Otro ejemplo alarmante de esta tendencia es el brutal aumento del diagnóstico de Trastorno por Déficit de Atención e Hiperactividad (TDAH). En algunos estudios la incidencia que se calcula es de un 17% y hay regiones de EEUU y Canadá que alcanzan el 25% aunque todos los que trabajamos en estos temas sabemos que cuando se habla de patologías del neurodesarrollo, las cifras de prevalencia superiores al 5% son sospechosas: los niños cambian año a año y no tiene sentido poner etiquetas tan drásticas en personalidades tan maleables.
La cultura del hiperdiagnóstico
Este último ejemplo nos puede servir para sugerir algunas de las causas de esta cultura del hiperdiagnóstico.

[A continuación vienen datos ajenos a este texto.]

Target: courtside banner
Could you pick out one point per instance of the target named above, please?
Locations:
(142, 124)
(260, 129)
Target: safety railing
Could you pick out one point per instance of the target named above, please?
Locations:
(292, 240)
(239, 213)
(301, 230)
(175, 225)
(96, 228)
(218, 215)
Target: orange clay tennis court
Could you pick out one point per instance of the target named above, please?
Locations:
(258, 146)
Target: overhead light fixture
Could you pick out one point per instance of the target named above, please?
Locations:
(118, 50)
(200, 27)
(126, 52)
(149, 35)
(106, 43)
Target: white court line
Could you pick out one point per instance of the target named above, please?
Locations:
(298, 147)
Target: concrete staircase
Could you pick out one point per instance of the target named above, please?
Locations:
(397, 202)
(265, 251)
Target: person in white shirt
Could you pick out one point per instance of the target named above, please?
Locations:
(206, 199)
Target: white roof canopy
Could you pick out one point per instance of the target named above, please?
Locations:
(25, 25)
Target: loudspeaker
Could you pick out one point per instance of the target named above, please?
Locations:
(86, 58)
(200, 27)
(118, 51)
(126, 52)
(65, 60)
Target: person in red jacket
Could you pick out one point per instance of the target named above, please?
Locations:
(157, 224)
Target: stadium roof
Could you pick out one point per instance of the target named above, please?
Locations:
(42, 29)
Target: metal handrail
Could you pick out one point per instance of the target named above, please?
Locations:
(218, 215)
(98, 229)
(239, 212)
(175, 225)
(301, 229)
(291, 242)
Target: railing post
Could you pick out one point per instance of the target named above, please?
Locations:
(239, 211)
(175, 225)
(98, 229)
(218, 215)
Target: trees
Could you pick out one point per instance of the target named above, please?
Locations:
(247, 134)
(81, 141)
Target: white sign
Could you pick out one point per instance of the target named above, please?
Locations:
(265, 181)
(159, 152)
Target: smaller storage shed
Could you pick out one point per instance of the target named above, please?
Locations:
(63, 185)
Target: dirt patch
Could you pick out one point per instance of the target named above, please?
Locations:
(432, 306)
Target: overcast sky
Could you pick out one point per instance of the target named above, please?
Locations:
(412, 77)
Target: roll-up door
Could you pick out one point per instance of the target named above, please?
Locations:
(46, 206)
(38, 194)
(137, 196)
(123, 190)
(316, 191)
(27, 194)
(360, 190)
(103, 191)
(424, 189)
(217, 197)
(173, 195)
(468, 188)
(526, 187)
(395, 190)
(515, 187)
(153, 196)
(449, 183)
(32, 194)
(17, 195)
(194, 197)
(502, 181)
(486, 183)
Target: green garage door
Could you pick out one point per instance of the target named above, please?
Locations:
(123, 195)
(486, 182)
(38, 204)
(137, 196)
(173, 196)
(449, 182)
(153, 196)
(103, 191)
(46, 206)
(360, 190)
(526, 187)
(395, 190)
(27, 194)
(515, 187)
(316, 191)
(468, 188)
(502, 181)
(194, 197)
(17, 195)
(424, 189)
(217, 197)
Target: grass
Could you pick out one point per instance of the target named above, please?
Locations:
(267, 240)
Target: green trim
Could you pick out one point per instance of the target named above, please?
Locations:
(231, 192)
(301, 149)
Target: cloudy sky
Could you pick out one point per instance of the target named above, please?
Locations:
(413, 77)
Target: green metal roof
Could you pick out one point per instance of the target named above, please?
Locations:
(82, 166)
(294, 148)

Por un lado está, por supuesto, la cuestión económica. El TDAH y muchos de los trastornos polémicos citados se han sobrediagnosticado desde que existen medicamentos que los curan.
Por último, hay un problema de inercia cognitiva: tendemos a usar clasificaciones rotundas que usan pocos elementos. En salud mental, tanto los profesionales (psicólogos, psiquiatras, profesores o médicos de familia) como los profanos (familiares, amigos, parejas…) tenemos en mente una docena de etiquetas para los problemas psicológicos cotidianos. Una vez que alguien encaja en alguna característica, es fácil que todo lo que esa persona diga, sienta o haga sea utilizado en su contra… y a favor de la etiqueta. Es un fenómeno de profecía autocumplida cuyas consecuencias en salud mental exploró ya hace tiempo el psicólogo David Rosenhan en un impactante experimento.
Los que trabajamos en salud mental etiquetamos a las personas para tratar de conocerlas y poder echarles una mano. Pero cuando intervienen intereses ajenos a las ganas de ayudar, las etiquetas pueden convertirse en un obstáculo. El círculo vicioso de la salud mental que describía el escritorJames Thurber (“Vosotros taláis los árboles para construir los edificios para los hombres que se han vuelto locos por no haber podido ver los árboles”) puede hacerse realidad si continúa esta fiebre diagnóstica.